You only lose your virginity once. However sordid the planning and execution, a truth is present at that moment.

It was November 1990 at the National Tennis Centre. It was my first concert and I still remember the kick drum thumping my rib cage as I entered. My heart was in danger.

I’d been accumulating albums, two to each D90 cassette. The D90 had been a bridge to new friendships; A way of sharing the musical experience.

The night started with the support act playing in front of a drawn curtain. I’d never heard of him, or his band, but lots of people seems to like the one about standing up and being counted.

They eventually finished, the lights came up, then down again and a chant began. The chant would become a cliché but not this first time

The curtain drew back. Cheering. A camera flash. No. It’s a strobe. A slow, pulsing strobe. White, Black… White!
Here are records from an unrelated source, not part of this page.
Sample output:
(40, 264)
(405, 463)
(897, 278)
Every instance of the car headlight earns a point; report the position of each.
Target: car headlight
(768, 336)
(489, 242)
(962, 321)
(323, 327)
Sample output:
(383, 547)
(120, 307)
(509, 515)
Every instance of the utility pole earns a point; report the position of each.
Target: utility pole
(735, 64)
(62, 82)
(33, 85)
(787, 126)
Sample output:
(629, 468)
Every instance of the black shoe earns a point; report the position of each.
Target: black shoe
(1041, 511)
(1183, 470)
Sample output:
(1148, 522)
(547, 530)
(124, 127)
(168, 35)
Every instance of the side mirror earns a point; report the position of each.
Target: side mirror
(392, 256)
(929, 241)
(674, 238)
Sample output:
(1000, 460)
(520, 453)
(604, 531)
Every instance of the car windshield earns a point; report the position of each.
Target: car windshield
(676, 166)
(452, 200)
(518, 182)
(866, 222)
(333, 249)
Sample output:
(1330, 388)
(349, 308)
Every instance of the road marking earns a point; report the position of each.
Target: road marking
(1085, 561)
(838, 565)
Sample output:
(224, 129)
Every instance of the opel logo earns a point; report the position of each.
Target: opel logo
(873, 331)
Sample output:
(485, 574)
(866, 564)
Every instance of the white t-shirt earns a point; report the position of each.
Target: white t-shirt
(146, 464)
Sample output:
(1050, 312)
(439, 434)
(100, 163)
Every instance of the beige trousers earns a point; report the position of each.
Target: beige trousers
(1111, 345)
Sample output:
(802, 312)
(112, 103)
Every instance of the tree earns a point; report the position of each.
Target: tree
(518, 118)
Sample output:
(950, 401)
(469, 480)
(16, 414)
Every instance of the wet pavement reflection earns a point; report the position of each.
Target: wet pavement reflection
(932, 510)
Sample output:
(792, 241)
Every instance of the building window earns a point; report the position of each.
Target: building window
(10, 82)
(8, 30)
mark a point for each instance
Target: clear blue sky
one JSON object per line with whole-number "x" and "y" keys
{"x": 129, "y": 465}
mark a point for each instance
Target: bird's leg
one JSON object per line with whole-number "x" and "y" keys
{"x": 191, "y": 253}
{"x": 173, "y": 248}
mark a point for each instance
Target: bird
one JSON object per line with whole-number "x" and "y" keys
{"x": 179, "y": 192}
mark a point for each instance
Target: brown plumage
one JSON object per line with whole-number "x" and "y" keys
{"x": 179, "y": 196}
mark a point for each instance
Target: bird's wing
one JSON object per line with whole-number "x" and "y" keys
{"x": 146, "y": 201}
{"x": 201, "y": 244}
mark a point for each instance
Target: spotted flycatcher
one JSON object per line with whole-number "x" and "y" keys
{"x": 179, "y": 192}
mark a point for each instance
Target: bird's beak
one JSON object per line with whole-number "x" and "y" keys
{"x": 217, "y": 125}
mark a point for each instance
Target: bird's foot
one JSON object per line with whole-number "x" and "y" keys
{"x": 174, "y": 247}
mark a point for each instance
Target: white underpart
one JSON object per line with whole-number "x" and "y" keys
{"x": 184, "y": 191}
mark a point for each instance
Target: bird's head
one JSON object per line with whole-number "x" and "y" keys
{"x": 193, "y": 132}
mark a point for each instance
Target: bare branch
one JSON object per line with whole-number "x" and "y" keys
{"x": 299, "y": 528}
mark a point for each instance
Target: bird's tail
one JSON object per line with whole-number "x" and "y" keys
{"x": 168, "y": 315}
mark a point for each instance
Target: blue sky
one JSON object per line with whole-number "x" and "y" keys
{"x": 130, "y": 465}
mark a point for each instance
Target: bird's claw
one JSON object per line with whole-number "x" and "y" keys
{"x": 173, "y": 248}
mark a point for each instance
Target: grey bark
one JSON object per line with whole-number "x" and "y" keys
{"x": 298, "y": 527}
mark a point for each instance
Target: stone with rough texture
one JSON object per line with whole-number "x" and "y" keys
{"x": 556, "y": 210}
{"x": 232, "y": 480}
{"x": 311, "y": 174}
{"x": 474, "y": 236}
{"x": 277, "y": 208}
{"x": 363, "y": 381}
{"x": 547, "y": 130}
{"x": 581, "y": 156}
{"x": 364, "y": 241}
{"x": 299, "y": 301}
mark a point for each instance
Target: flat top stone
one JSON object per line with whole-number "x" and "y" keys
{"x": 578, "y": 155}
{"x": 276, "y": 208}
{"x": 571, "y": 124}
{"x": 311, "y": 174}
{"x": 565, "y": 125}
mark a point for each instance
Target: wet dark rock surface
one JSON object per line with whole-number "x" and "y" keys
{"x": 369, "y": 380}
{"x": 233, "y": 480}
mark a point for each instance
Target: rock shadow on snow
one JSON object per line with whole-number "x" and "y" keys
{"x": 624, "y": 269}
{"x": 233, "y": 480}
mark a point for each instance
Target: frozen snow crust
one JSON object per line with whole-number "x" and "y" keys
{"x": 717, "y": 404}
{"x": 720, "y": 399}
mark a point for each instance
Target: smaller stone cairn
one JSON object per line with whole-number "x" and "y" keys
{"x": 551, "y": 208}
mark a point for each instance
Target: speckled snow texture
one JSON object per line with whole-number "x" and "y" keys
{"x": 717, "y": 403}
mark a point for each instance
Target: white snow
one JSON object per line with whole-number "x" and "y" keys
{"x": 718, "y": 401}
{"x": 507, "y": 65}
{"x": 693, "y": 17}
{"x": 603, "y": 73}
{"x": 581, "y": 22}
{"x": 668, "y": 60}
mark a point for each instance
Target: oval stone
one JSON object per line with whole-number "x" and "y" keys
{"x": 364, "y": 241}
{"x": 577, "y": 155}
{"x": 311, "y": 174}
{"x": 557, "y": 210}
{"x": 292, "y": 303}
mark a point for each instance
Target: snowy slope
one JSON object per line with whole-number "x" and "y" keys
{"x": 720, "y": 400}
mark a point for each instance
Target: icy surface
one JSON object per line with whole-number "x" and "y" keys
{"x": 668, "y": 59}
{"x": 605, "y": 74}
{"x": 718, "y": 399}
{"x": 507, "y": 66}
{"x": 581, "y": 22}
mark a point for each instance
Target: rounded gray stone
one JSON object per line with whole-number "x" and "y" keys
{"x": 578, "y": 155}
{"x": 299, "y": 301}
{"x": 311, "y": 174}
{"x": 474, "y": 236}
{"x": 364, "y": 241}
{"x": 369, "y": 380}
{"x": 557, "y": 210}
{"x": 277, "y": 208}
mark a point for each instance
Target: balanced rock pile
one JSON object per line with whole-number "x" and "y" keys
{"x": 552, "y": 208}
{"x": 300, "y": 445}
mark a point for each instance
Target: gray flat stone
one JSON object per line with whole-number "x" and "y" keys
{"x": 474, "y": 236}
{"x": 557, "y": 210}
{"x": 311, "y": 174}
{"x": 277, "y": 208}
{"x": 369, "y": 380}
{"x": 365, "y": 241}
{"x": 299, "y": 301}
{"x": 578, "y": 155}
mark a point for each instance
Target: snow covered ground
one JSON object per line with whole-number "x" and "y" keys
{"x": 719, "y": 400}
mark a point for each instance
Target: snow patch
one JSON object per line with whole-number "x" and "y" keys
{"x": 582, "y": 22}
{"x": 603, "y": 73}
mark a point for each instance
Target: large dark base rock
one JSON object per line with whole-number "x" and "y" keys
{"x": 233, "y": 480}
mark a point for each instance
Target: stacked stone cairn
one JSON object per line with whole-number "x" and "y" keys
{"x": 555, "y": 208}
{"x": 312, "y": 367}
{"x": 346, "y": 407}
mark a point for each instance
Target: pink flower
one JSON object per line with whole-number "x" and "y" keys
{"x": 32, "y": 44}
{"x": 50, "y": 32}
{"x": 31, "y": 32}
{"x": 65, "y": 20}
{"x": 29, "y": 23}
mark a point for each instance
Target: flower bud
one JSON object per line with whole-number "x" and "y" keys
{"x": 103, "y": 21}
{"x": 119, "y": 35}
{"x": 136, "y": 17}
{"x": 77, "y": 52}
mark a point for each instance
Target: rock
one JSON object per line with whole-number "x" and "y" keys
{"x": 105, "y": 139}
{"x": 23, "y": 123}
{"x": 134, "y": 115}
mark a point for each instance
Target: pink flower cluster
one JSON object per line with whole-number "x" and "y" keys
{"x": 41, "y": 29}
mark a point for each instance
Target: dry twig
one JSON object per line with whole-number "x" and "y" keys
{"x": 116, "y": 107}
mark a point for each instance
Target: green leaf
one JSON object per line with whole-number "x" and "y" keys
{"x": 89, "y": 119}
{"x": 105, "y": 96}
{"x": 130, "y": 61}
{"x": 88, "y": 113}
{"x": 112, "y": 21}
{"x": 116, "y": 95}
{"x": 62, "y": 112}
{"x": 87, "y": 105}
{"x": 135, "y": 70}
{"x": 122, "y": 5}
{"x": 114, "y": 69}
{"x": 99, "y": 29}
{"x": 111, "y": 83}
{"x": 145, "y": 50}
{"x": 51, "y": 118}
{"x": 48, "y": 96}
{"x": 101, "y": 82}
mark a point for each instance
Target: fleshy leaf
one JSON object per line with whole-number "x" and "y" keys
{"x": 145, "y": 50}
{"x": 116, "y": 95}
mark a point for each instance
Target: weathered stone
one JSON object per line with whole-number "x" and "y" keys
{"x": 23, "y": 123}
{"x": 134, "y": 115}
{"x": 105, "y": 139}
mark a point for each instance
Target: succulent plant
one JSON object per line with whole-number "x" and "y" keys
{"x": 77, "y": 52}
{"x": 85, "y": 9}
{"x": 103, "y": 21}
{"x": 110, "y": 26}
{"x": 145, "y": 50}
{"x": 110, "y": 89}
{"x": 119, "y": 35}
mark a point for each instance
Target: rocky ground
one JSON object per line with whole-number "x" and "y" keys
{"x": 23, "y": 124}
Five people frozen. Black… White. They’re walking onto the stage. I can see the singer, his stalking gait unmistakable. Black… White. Black…..

An explosion of sound and light and motion. He spins and juts, hands splayed out and shaking, all parts moving seemingly, streaking across the stage. I don’t even recognise the song yet. I’m on the edge. People stand up and rush.

Ten minutes late my voice is shot. I’m dancing like I don’t give a shit. I’m sweating. I’ve been taken in.

As I age, new truths emerge, subtle and rare. Cynicism is easy. And there’s never that “first time” again.

I hadn’t felt truth in music for a while. Then this morning, “The Man in Black” made me feel like crying.

Real truth, unlike trivial facts, is never black or white, and it arrives and then departs in a moment. So pay attention.

I lost my actual virginity a little later and it’s not worth writing about.